Propostas legislativas e de regulamentação da geração eólica offshore no Brasil

Os Poderes Legislativo e Executivo trabalham para avançar em propostas para a geração eólica offshore. No início do ano, foi publicado decreto contendo diretrizes iniciais para a tecnologia. A regulamentação complementar do Ministério de Minas e Energia (MME) é significativamente mais flexível que a versão mais adiantada de projeto de lei que tramita no Congresso Nacional. 

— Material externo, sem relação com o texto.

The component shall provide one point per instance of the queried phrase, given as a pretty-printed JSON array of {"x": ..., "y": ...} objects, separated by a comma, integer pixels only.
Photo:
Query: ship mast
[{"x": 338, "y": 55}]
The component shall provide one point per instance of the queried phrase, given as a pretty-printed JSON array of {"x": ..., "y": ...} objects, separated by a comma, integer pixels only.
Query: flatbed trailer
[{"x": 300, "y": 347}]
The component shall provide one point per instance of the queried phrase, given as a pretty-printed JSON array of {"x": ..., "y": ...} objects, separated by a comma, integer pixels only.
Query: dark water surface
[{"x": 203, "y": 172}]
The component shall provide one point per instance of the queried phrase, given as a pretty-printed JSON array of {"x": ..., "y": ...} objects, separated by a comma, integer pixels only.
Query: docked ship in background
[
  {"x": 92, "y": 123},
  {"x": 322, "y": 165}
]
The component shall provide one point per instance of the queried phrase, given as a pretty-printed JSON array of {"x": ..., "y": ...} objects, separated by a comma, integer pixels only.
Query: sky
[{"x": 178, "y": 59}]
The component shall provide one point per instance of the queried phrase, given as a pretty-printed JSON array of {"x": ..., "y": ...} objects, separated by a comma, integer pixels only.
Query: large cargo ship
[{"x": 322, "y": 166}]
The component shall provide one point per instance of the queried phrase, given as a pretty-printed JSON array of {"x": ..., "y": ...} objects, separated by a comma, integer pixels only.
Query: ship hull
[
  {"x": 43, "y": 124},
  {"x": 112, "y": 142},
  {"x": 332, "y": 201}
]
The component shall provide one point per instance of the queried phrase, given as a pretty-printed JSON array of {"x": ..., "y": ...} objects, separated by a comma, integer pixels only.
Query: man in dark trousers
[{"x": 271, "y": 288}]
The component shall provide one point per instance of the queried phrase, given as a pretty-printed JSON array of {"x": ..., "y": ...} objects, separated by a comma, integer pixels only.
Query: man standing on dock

A linha do Executivo tem como principal instrumento a cessão de uso dos espaços físicos em áreas de domínio da União.  Essa cessão será formalizada por meio de contrato, que poderá ser oneroso ou gratuito – este último aplicável a atividades de pesquisa e desenvolvimento tecnológico. A cessão de uso pode ser planejada, caso em que o MME oferta áreas offshore (prismas) previamente delimitadas; ou independente, por iniciativa dos interessados em sua exploração, mas também sujeita a disputa. Obtida a outorga de autorização, a comercialização segue os mesmos moldes vigentes no setor elétrico.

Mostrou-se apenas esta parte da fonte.